The platform the researchers developed, which they called simultaneous and heterogeneous multithreading (SHMT), breaks away from traditional programming models. Instead of providing data in one period of time to only one of the computing components of the system - the central, graphics, tensor or other processor or accelerator, SHMT technology parallelizes code execution across all components simultaneously.
SHMT uses a quality-aware work-stealing (QAWS) scheduling policy that doesn't require a lot of resources but helps maintain quality control and workload balance. The runtime system creates and divides a set of virtual operations (vOPS) into one or more high-level operations (HLOPs) to use multiple hardware resources simultaneously. The SHMT runtime system then distributes these HLOPS to task queues to run on the target hardware. Because HLOPS are hardware independent, the runtime system can redirect tasks as needed to one or another component of the computing platform.
What is especially valuable is that the researchers, using the example of the test platform they created, showed the effectiveness of the new software libraries. They created a kind of hybrid that can be considered both a smartphone and a kind of PC and even a server. Based on a backplane board with a PCIe connector, a “computer” was created from a combination of an NVIDIA Nano Jetson module with a quad-core ARM Cortex-A57 processor (CPU) and 128 Maxwell architecture graphics cores (GPU). The Google Edge accelerator (TPU) was connected through the M.2 Key E slot on the board.
The main memory of the presented system is 4 GB LPDDR4 with a frequency of 1600 MHz and a speed of 25.6 Gbps, where general data is stored. The Edge TPU module additionally contains 8 MB of memory, and Ubuntu Linux 18.04 was used as the operating system.
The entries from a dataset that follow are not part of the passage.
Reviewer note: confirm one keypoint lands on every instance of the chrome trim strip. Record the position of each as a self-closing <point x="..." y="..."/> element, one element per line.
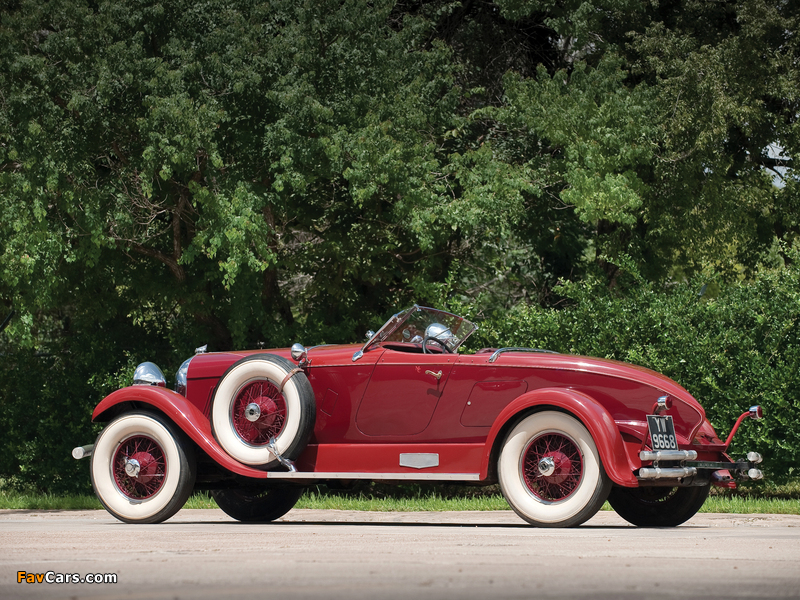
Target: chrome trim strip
<point x="497" y="353"/>
<point x="419" y="460"/>
<point x="375" y="476"/>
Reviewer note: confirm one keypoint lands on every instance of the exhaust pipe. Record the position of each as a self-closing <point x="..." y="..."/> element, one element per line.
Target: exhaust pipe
<point x="669" y="473"/>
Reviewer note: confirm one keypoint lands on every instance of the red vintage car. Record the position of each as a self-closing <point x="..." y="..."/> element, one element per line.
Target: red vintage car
<point x="561" y="434"/>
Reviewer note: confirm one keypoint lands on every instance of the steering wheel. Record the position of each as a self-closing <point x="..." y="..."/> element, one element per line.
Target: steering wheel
<point x="440" y="343"/>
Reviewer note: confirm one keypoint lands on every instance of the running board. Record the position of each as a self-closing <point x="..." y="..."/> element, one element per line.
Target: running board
<point x="375" y="476"/>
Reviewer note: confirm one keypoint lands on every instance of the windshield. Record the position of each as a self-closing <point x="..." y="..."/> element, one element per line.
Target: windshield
<point x="412" y="324"/>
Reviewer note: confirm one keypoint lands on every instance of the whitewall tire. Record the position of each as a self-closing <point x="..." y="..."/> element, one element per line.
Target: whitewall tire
<point x="143" y="468"/>
<point x="550" y="471"/>
<point x="249" y="408"/>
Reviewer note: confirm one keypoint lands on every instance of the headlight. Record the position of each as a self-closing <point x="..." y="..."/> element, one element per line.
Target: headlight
<point x="180" y="377"/>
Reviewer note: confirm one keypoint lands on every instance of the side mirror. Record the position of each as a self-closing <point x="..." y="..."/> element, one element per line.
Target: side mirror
<point x="299" y="352"/>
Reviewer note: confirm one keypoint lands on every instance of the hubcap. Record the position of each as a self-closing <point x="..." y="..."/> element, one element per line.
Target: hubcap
<point x="552" y="467"/>
<point x="258" y="413"/>
<point x="547" y="466"/>
<point x="139" y="467"/>
<point x="252" y="412"/>
<point x="132" y="467"/>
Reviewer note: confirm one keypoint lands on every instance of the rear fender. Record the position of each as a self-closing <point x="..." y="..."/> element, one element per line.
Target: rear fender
<point x="593" y="415"/>
<point x="181" y="412"/>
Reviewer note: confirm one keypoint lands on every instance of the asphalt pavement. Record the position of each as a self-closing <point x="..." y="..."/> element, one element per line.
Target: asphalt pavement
<point x="335" y="555"/>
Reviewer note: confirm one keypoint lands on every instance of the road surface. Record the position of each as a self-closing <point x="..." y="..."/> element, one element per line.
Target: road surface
<point x="332" y="555"/>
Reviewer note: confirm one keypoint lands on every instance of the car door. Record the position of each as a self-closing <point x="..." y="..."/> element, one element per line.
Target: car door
<point x="403" y="393"/>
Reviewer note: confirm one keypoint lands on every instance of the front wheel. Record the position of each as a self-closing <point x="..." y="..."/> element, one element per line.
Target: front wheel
<point x="254" y="505"/>
<point x="143" y="468"/>
<point x="550" y="471"/>
<point x="657" y="506"/>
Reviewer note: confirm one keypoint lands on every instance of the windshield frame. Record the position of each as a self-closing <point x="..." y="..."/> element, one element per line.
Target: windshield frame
<point x="396" y="322"/>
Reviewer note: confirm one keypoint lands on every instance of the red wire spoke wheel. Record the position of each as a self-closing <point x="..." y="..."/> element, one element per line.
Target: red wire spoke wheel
<point x="561" y="475"/>
<point x="139" y="467"/>
<point x="261" y="397"/>
<point x="143" y="468"/>
<point x="259" y="412"/>
<point x="550" y="471"/>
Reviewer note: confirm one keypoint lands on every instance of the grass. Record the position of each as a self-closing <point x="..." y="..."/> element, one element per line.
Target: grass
<point x="758" y="498"/>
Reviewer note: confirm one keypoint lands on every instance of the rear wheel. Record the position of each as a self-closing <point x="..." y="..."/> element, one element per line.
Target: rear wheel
<point x="254" y="505"/>
<point x="143" y="468"/>
<point x="657" y="506"/>
<point x="550" y="471"/>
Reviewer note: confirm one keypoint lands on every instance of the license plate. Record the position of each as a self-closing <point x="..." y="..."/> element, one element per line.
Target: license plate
<point x="662" y="432"/>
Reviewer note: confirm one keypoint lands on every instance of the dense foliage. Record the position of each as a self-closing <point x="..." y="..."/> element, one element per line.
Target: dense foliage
<point x="176" y="173"/>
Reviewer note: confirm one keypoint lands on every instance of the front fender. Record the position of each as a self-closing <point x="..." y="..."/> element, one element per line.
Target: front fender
<point x="181" y="412"/>
<point x="594" y="417"/>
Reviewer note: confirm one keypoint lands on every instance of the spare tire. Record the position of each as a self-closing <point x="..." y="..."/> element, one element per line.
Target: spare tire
<point x="259" y="398"/>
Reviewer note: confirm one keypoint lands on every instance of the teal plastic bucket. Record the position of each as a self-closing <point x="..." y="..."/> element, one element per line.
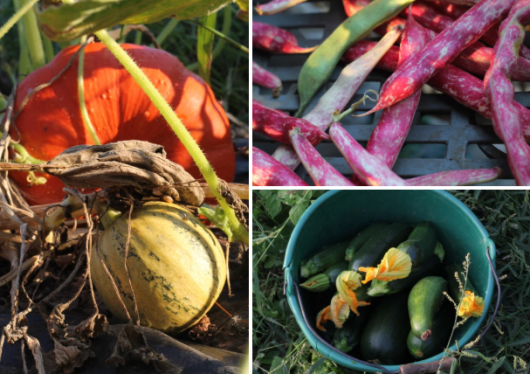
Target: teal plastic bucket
<point x="339" y="215"/>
Running the SHMT package on an improvised heterogeneous platform using standard testing applications showed that with the most efficient policy, the QAWS framework shows a 1.95 times increase in computation speed and a significant reduction in consumption by 51% compared to the basic computation distribution method. If you scale this approach for use as part of a data center, the gains promise to be enormous and at the same time all the hardware will remain the same - nothing will have to be changed. The proposed solution is not yet ready for implementation, but it will certainly easily find people interested in it.